Yenilenebilir enerji, yerli üretim ve yerli madenlerin değerlendirilmesi başta olmak üzere Türkiye’nin hem enerji bağımsızlığı hem de teknoloji odaklı ihracat vizyonu sayesinde dünyadaki belirsizlik ortamında pozitif ayrıştığını dile getiren Çelebi, “Yalnızca ekonomik değil, stratejik olarak da bağımsızlık yolunda tarihi adımlar atılmakta, enerji sahalarında her yeni sondaj bir kararlılık beyanı, her üretim hattı ithalata vurulan bir darbedir,” dedi.
Enerji güvenliği alanındaki gelişmelere dikkat çeken Çelebi, ülkenin kendi kaynaklarına güvenerek Karadeniz ve Güneydoğu’daki stratejik rezervlerini ekonomiye kazandırdığını, nükleer enerji projelerinde ise deneme üretim aşamasına geçildiğini ifade etti. Enerji dönüşümünün aynı zamanda bir zihniyet devrimi olduğuna dikkat çekti.
İHRACATTA YÜKSEK TEKNOLOJİ HAMLESİ VE TOPLUMSAL SAĞDUYU
Çelebi, Türkiye’nin ihracatta yüksek katma değerli ürünlere yöneldiğini, teknoloji ve savunma sanayi ihracatındaki yükselişin bu stratejinin sonuç verdiğini gösterdiğini belirtti. İhracatın artış eğiliminde olduğunu, bunun da ülkenin küresel ticaretteki payını genişlettiğini vurguladı.
Bölgesel güvenlik ve toplumsal barış konularında da değerlendirmelerde bulunan Çelebi, “Toplumun ortak sağduyusu, siyasal provokasyonlara en güçlü cevaptır. Türkiye’nin hedefi; terörün tüm biçimlerini tasfiye eden, kardeşliği esas alan bir yeni toplumsal sözleşme inşa etmektir,” ifadelerini kullandı.

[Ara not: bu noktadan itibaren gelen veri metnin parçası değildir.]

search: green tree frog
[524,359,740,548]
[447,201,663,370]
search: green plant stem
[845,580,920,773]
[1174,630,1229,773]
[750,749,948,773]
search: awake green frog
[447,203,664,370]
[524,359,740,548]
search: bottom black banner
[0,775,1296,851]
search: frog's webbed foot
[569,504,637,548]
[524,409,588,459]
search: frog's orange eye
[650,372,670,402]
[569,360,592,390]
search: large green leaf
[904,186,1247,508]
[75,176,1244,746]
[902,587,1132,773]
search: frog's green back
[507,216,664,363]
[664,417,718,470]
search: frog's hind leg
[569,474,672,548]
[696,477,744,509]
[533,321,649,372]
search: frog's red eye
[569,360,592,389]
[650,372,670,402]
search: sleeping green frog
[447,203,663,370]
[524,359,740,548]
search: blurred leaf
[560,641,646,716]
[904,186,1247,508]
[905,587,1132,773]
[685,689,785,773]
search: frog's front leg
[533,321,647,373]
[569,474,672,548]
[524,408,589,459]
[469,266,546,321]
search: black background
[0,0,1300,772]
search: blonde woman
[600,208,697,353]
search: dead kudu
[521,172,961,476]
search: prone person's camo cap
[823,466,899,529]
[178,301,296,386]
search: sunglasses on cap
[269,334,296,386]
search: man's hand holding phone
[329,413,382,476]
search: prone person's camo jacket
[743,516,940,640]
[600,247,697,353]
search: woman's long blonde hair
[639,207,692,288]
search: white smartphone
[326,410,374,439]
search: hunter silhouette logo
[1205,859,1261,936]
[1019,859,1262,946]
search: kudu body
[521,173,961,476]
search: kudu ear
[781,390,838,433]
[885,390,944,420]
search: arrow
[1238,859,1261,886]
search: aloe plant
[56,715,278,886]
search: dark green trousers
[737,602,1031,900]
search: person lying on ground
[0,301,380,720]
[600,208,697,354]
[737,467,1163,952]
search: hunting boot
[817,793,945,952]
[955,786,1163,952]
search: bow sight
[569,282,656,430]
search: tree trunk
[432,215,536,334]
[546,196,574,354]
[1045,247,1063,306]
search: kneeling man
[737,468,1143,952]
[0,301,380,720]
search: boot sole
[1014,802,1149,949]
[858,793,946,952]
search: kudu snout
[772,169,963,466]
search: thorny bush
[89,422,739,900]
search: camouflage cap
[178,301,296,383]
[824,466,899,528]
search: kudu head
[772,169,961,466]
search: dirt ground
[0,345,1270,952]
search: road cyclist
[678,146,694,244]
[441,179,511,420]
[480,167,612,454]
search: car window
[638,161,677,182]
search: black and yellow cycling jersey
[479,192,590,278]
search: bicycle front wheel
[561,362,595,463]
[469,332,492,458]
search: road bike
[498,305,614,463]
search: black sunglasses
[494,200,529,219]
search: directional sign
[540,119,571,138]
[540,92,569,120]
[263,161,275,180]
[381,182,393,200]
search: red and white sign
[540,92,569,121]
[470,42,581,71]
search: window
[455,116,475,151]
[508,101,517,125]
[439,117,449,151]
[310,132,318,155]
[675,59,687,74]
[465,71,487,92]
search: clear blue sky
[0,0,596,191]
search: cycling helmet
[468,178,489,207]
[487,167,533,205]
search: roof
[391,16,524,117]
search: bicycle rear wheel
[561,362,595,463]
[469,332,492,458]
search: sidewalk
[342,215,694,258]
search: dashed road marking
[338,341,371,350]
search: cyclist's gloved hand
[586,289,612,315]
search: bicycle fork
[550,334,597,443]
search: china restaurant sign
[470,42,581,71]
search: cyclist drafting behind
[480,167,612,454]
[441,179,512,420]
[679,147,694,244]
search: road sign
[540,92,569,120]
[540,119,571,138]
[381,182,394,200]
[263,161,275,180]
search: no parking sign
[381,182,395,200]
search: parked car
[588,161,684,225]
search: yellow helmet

Günlük gelişmelerin de Türkiye’nin kararlı yürüyüşünü teyit ettiğini kaydeden Çelebi, uluslararası diplomatik ilişkilerden enerji keşiflerine, kamu düzenini bozanlara karşı yürütülen etkin adli süreçlerden ekonomik istikrarın korunmasına kadar pek çok alanda istikrarlı ve proaktif bir yönetim anlayışının sürdürüldüğünü belirtti.